Power for Stepped-Wedge Trials

Variance of the treatment effect in stepped-wedge cluster designs via the Hussey-Hughes formula

Introduction

Stepped-wedge cluster-randomised trials (SW-CRT) progressively introduce an intervention across clusters over time until every cluster receives it. The design is efficient when the intervention is expected to help and must be rolled out anyway. Power calculations use the Hussey-Hughes (2007) formula.

Prerequisites

Cluster-RCT, ICC, time effects.

Theory

For \(I\) clusters and \(J\) time periods (with one cluster per step crossing over), the Hussey-Hughes variance of the treatment effect is complex and depends on ICC, cluster-period correlation, cluster size, and total steps. A key insight: adding time periods increases efficiency because each cluster contributes both control and intervention observations.
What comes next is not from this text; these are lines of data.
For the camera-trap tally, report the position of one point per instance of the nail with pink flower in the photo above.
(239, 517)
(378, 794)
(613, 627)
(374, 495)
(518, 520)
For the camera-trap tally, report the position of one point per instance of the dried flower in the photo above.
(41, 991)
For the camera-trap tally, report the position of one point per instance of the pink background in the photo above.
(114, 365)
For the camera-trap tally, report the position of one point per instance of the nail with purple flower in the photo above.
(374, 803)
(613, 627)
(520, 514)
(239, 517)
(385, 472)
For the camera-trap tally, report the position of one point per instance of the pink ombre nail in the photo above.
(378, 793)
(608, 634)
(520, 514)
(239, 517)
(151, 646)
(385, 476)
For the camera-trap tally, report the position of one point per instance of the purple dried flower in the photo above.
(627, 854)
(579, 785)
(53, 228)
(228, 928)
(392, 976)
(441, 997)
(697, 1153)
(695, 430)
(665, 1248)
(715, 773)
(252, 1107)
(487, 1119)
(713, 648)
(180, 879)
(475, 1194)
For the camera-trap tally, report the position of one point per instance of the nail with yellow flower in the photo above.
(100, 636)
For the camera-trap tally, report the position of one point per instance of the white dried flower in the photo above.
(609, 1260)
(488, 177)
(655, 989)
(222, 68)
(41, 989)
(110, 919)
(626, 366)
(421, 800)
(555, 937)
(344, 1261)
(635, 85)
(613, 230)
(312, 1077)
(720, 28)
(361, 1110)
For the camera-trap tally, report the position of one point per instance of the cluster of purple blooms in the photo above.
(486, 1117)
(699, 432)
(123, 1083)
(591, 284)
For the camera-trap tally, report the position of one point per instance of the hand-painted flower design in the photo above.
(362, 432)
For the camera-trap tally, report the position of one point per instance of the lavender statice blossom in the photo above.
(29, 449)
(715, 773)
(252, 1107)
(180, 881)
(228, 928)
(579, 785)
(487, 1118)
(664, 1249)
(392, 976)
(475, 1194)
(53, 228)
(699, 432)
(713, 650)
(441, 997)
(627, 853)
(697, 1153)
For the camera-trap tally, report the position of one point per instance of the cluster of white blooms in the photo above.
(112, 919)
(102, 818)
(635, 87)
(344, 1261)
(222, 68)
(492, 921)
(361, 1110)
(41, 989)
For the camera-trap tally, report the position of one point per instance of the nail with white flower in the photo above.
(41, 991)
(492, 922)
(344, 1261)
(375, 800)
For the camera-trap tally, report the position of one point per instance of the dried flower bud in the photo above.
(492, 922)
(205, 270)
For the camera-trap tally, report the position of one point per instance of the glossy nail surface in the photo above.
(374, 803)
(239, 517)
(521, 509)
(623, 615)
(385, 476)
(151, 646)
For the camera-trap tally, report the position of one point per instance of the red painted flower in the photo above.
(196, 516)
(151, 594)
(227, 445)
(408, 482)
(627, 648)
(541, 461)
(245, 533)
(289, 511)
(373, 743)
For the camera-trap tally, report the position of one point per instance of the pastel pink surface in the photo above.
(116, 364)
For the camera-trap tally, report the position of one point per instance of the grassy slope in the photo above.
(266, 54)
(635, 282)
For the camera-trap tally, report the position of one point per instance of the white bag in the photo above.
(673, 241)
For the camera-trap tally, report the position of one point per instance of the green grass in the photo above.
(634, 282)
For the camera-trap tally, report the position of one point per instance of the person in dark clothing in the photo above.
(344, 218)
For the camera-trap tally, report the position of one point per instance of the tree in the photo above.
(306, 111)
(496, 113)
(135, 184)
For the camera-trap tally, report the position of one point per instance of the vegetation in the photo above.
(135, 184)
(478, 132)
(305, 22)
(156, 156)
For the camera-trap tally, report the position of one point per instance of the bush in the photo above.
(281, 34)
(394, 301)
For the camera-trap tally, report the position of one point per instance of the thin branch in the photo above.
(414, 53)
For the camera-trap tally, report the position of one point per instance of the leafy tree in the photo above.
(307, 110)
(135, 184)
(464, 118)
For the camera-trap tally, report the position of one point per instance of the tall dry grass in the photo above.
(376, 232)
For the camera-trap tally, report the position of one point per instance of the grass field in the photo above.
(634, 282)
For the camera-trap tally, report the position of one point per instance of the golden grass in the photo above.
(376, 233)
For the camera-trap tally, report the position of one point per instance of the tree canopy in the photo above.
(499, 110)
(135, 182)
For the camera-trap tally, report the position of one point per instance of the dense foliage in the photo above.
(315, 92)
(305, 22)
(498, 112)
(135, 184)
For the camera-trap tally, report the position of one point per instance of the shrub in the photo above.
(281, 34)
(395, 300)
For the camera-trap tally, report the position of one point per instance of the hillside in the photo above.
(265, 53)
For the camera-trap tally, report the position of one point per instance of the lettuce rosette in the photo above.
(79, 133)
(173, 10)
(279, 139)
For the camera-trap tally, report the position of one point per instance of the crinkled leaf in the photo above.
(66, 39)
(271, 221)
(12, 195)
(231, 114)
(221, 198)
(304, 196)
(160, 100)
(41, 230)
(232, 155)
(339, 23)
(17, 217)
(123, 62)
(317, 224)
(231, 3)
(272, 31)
Software (swCRTdesign, SWSamp) computes the needed number of clusters given ICC, cluster-autocorrelation, cluster size, and effect.

Assumptions

• Fixed time periods common to all clusters.
• No lag from randomisation to intervention effect (or explicit lag period).
• Underlying secular time trend appropriately modelled.
• ICC and cluster-autocorrelation pre-specified.

R Implementation

library(swCRTdesign)

# Design: 8 clusters, 6 time periods, cluster size 20, ICC = 0.05
swDsn <- swDsn(clusters = c(rep(1, 7), 2))
swDsn

# Power for effect size 0.3, sigma = 1
swPwr(design = swDsn,
      distn = "gaussian",
      n = 20,
      mu0 = 0, mu1 = 0.3,
      tau = 0.05, sigma = 1,
      alpha = 0.05,
      retDATA = FALSE)

Output & Results

Power around 0.85 for 8 clusters x 6 periods x 20 subjects/cluster at effect 0.3, ICC 0.05. The exact number depends heavily on the assumed autocorrelation.

Interpretation

“With 8 clusters, 6 time periods, cluster size 20, ICC 0.05, and an assumed intervention effect of 0.3 SD, the stepped-wedge trial achieves 85 % power at \(\alpha = 0.05\).”

Practical Tips

• Stepped-wedge designs trade statistical efficiency for practical feasibility; a parallel CRT is usually more powerful at equal total observations.
• The cluster-period autocorrelation is a second nuisance parameter often under-specified; include sensitivity analysis.
• Longer follow-up and more time periods dramatically improve efficiency.
• Analyse with mixed models that include cluster, time-period, and (usually) cluster-by-period random effects.
• Published tools (swCRTdesign, SWSamp, online calculators from Hemming and Girling) differ slightly; cross-check.